The deployment of the American Aegis Combat System, designed to provide defense against short to intermediate-range ballistic missiles, casts a shadow over Russia-Japan relations, Russian Foreign Minister Sergey Lavrov said during his annual Q&A on Monday. Moscow has serious concerns over its purpose and who will be behind the operational control of the missile system in Japan. Despite Tokyo’s assertions, Moscow remains unconvinced.
“We have data that the system that will be deployed in Japan is based on universal launchers, which can use assault weapons,” the foreign minister stated. He added that Washington has never given control over its weapons to the country of deployment and this time will be no exception.
“We have heard that it will be Japan that will allegedly operate this system, and the United States will have nothing to do with it, but we have serious doubts that it is so.”
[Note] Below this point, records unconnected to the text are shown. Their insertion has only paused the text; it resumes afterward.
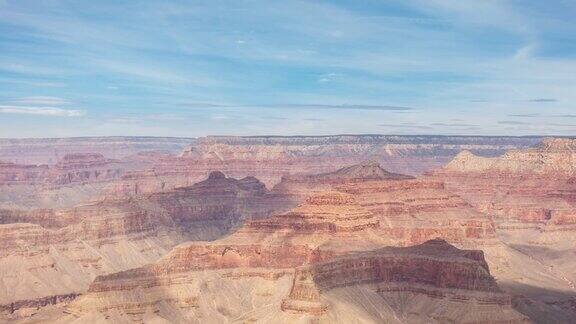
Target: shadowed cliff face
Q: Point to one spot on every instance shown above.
(301, 288)
(333, 242)
(49, 246)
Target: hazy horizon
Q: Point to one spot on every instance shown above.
(194, 68)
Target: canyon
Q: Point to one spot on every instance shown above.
(334, 229)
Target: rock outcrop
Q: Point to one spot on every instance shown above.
(61, 251)
(180, 291)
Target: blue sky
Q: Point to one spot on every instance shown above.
(195, 68)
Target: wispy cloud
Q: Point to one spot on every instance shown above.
(41, 100)
(543, 100)
(44, 111)
(486, 61)
(512, 122)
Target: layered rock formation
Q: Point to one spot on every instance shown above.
(525, 188)
(59, 252)
(531, 196)
(177, 291)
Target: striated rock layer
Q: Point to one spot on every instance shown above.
(434, 272)
(531, 195)
(59, 252)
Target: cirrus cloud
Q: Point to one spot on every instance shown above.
(44, 111)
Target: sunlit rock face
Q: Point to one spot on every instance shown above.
(334, 229)
(179, 288)
(62, 251)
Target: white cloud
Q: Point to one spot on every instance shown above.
(44, 111)
(42, 101)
The statement comes on the heels of a report, which states that the stationing of the Aegis system is allegedly aimed at curbing Russia and is intended as a deterrent against its nuclear missiles, Japanese media say, citing an unnamed official.
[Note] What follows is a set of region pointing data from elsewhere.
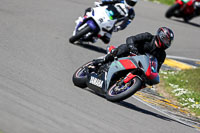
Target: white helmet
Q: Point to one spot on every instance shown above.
(130, 3)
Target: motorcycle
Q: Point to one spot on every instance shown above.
(120, 79)
(182, 9)
(96, 23)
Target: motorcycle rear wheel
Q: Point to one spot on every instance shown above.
(80, 34)
(80, 76)
(170, 12)
(114, 96)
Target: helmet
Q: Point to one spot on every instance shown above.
(130, 3)
(164, 37)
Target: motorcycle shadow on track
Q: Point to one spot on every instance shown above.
(91, 47)
(190, 23)
(135, 108)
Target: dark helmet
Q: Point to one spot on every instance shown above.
(164, 37)
(130, 3)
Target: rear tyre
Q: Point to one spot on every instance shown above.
(114, 93)
(170, 12)
(81, 33)
(80, 76)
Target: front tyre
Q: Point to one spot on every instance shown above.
(170, 12)
(80, 34)
(80, 76)
(116, 93)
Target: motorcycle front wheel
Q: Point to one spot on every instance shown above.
(80, 76)
(80, 34)
(118, 93)
(170, 12)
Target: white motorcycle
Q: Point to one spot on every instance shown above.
(98, 22)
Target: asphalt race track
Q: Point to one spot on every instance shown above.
(37, 63)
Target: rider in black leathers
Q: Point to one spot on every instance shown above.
(143, 43)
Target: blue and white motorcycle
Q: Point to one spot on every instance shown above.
(96, 23)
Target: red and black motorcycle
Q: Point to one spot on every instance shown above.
(182, 9)
(119, 79)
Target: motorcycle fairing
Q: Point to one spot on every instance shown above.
(97, 82)
(120, 65)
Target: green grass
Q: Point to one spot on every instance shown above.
(168, 2)
(184, 86)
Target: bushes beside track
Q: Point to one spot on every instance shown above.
(184, 86)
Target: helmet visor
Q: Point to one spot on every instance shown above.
(164, 39)
(130, 2)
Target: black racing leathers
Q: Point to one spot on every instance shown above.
(142, 43)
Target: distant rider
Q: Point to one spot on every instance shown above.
(123, 16)
(143, 43)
Last month, Tokyo decided to boost its ballistic missile defense system and approved the purchase and deployment of two Aegis Ashore batteries – expected to become operational by 2023 – at a cost of around $2 billion.
Moscow has repeatedly stressed that it is eager to engage in dialogue over the stationing of US missile defense systems overseas, to make sure they will not “become a serious destabilizer” of the international climate, according to Lavrov. Despite US claims that the weapons are not directed against Russia, Moscow has “plenty of evidence that all this is not so.”